In a paper published this week in the American Geophysical Union journal Geophysical Research Letters, the glaciologists estimate that between April 2002 and September 2016, the two glaciers lost about 18.5 billion tons of ice per year - equivalent to 0.7 millimeters (0.03 inches) of global sea level rise over the analyzed time period.
UCI's researchers discovered this by applying a locally optimized technique to data from NASA's Gravity Recovery & Climate Experiment satellite mission, combined with mass balance approximations from regional atmospheric climate models and ice discharge measurements by NASA's Operation IceBridge and Measures projects.
"For this research, we used an improved methodology with GRACE data to retrieve the mass loss in an area undergoing rapid change," said lead author Yara Mohajerani, a graduate student in UCI's Department of Earth System Science. "By overlaying these data with independent measurements, we improve our confidence in the results and the conclusion that Totten and Moscow University are imperiled."
Making up roughly two-thirds of the Antarctic continent, East Antarctica has been viewed by polar researchers as less threatened by climate change than the volatile ice sheets in West Antarctica and the Antarctic Peninsula.
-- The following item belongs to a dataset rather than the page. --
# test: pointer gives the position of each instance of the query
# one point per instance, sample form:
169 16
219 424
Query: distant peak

"Both of these glaciers are vulnerable to the intrusion of warm ocean water and hold considerable potential for sea level rise," said co-author Eric Rignot, Donald Bren Professor and chair of Earth system science at UCI. "This work highlights that East Antarctic glaciers are as important to our future as those in the continent's western regions."
According to co-author Isabella Velicogna, professor of Earth system science, it's challenging to study the Totten and Moscow University glaciers because the signal of change is much weaker than that of their counterparts in the west.
"In this remote part of the world, the data from GRACE and other satellite missions are critical for us to understand the glacier evolution," she said.
The research was supported by NASA's GRACE and GRACE Follow-On, cryosphere, terrestrial hydrology, and National Student Leadership Conference programs. GRACE was a joint mission of NASA and the German Aerospace Center.